Rewinding my mental clock, I've noticed a pattern: 
I was so busy narrating everyone else's stories that I forgot to write my own. I have a general summary of my past stages. Give me a year, and I can list my teacher, closest friends, schedule, personality, hobbies. But rarely will I have story-- an event, to define it. At least not of my own doing. My stories are either meshed with my friends' drama, my parents' fights. Or, as I grew older, my musical accomplishments, dedication, ambition. Those crushes remained just that, those opportunities flew away due to fear, and I was left waiting. For something to snap. For my life to really begin.

 Now, at college, life has begun in so many ways. Yet, make me tell a story, and I do not have one. Does the one about a newly wed borrowing my bike count? Movie nights with the roomies? Hours studying for an exam that consumes my being? 

At this point, I do not know what counts as a noteworthy story. Something that serves as a defining point in my life? Maybe I am made of multiple, minute stories, entwined together. Maybe I am in a developing story with a mystery ending. Maybe the best stories have yet to be opened. 

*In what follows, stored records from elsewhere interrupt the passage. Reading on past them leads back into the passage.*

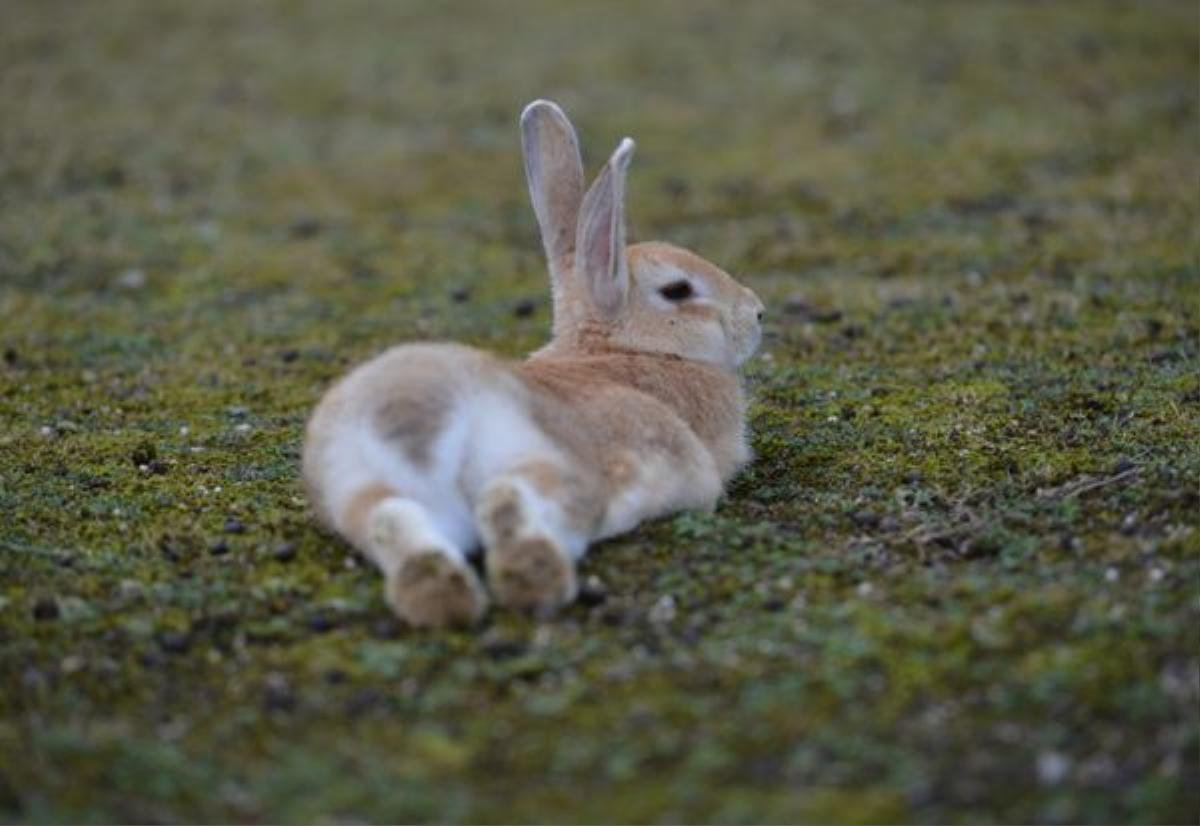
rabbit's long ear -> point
(555, 174)
(600, 237)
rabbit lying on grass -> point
(633, 411)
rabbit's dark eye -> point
(677, 291)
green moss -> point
(958, 584)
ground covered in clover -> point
(959, 582)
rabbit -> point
(635, 409)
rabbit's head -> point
(651, 297)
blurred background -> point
(959, 582)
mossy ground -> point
(960, 582)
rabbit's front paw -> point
(431, 590)
(527, 567)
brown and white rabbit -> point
(633, 411)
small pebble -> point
(321, 622)
(174, 642)
(46, 609)
(499, 645)
(1123, 466)
(1129, 524)
(865, 519)
(132, 279)
(279, 694)
(593, 592)
(1053, 767)
(304, 228)
(664, 610)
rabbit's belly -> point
(651, 485)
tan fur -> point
(637, 399)
(354, 519)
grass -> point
(959, 582)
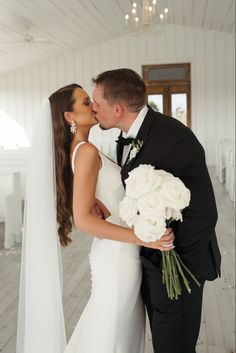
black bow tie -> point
(122, 141)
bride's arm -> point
(87, 165)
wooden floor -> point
(218, 321)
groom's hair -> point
(122, 86)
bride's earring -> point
(73, 127)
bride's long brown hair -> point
(62, 101)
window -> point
(169, 90)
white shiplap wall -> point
(210, 53)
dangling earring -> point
(73, 127)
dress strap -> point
(74, 154)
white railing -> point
(225, 165)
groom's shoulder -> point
(168, 124)
(171, 129)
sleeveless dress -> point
(114, 318)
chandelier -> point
(146, 15)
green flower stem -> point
(172, 267)
(176, 283)
(186, 283)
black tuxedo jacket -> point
(170, 145)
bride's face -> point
(82, 112)
(104, 112)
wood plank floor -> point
(217, 333)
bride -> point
(66, 177)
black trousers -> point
(175, 324)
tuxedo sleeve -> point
(194, 234)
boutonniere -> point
(135, 148)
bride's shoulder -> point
(86, 151)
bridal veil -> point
(40, 318)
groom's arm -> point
(199, 219)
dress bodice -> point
(109, 189)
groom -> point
(119, 101)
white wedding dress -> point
(114, 318)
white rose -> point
(142, 180)
(149, 229)
(151, 204)
(133, 153)
(173, 214)
(175, 194)
(163, 174)
(128, 210)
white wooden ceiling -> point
(75, 24)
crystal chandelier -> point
(149, 14)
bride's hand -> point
(165, 243)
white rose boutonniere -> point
(135, 148)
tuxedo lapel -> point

We are all compilations of mismatched stories, mosaics of our lives. They define a part of us, but not all. We are also what could be. We are everything that we strive for, yearn for, and will be. It's okay to not know where to start. To wish you could delete that whole passage. Or add a couple of lines.
It's okay to feel like your story is not worth reading; to guard it from others lest they snatch it away; to tuck the story in your pocket, for now, fully aware of potential revisions. 
And, most importantly, it's great to retrieve a fresh, blank page and start another story. To create new characters as you go. 

Eventually, someone will want to swap with you. To read your words meticulously as you examine theirs. So don't be afraid of the plot twists, suspense, missed metaphors. Stories are never complete or perfect entities. 

Here are pieces of my stories. What are yours?